La narrazione, caratterizzata da distinte focalizzazioni, entrambe tipiche del genere, l’una esterna, in terza persona, l’altra soggettiva, in prima persona, presenta al lettore meno smaliziato autori che mostrano di sapere molto meno dei propri personaggi. Fino al denoument, alla risoluzione finale dell'intreccio.

Nel romanzo di Calcerano e Fiori la sfida intellettuale, indissolubilmente connessa al genere, si coniuga all’altra sfida della riflessione etica ed educativa, e la ricerca dell’assassino diventa moderna analisi del marcio che si nasconde sotto la maschera di rispettabili pregiudizi morali, e anche l’occasione per sperimentare una nuova linea investigativa:l’edu-detection.

Poiché l’indagine degli investigatori ufficiali o di complemento è fallace proprio perché basata su dati di fatto superficialmente valutati, colpevolmente travisati...e su giudizi prematuri, cioè parziali e basati su argomenti insufficienti, che non possono bastare per scoprire chi ha ucciso o svelare la colpevolezza, o addirittura il Male, è necessario avere occhio anche ai processi educativi.

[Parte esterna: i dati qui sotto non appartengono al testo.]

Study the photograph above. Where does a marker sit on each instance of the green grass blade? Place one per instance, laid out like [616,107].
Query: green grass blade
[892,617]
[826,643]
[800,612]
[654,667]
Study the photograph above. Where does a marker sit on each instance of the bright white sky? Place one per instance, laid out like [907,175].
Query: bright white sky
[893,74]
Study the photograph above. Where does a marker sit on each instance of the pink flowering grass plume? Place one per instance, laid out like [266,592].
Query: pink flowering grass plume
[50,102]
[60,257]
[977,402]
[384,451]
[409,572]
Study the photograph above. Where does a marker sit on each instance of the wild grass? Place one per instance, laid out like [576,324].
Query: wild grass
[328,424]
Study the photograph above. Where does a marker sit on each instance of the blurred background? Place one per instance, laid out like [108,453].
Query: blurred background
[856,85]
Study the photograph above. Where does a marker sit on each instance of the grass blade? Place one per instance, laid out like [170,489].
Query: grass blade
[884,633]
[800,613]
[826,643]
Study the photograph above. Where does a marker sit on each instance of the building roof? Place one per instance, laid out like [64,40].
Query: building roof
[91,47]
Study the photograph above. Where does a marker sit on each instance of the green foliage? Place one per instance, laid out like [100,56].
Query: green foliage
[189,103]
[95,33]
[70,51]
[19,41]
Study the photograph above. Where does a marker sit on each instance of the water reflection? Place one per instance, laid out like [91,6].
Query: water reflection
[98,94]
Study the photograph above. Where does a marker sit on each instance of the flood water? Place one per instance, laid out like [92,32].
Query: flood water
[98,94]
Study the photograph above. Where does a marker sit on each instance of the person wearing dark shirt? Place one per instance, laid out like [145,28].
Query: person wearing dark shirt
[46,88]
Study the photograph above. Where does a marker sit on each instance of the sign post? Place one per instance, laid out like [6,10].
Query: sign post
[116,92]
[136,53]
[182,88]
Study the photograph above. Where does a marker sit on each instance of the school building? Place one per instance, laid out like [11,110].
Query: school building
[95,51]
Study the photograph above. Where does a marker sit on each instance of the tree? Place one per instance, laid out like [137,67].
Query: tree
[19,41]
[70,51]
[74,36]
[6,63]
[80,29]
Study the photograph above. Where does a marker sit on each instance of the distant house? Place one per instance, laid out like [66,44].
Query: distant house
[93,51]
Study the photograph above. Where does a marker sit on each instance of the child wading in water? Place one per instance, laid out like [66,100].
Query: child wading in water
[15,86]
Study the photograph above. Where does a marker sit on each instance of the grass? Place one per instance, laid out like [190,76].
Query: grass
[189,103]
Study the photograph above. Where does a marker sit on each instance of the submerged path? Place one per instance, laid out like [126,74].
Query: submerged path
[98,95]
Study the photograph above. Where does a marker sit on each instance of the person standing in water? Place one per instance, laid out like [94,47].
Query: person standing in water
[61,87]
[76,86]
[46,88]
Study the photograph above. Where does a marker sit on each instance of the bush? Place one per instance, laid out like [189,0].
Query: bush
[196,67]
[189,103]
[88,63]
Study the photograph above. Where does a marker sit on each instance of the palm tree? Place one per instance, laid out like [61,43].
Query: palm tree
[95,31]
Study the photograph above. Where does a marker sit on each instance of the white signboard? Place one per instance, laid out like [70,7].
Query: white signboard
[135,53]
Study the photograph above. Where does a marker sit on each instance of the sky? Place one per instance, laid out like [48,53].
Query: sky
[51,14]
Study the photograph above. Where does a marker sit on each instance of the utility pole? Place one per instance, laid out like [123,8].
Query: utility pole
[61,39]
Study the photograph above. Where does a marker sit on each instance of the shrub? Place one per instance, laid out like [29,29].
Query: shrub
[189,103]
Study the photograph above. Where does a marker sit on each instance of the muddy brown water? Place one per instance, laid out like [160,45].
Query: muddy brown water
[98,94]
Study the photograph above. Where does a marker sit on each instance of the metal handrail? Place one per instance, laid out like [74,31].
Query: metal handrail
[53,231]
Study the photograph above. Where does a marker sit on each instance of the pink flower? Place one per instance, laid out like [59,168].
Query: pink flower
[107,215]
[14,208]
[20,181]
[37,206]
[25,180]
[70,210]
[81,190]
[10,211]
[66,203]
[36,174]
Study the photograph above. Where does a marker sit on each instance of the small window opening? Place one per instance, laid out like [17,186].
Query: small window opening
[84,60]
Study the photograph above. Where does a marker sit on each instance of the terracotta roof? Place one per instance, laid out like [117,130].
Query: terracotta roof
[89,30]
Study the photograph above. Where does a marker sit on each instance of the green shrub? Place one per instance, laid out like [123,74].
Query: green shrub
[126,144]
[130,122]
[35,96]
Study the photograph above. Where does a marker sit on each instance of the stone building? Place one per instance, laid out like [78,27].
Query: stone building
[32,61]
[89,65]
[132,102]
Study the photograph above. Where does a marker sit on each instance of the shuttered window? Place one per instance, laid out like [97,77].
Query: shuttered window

Ma veniamo al finale, specie nei gialli classici il finale è il momento forte della narrazione, il clou della storia, qui non si fa eccezione, anzi! Nel romanzo la storia accelera il ritmo, lentamente ma continuamente, per poi impegnarsi in una sconvolgente corsa verso l'epilogo. Il finale è la scommessa di Calcerano e Fiori con il lettore, è il tempo e il luogo dove sono risolti i conflitti presentati dai personaggi, sciolte le tensioni, fugati i dubbi, mantenuta la coerenza narrativa. E’ così che devono essere i finali.

In Un delitto elementare il finale invece di chiudere allarga la prospettiva della storia, alza una cortina per tutta la narrazione abbassata a coprire i fatti ed i giudizi, svela una realtà amara che fino ad allora era stata appena abbozzata o suggerita.

A questo punto, se la scuola non è più soltanto l’ambiente dove si svolge la storia , se il contesto educativo è il tessuto della storia stessa, la risposta alla domanda iniziale è rivolta ai lettori: perché avere dubbi, chi di voi non è rimasto segnato dal fascino misterioso della scuola?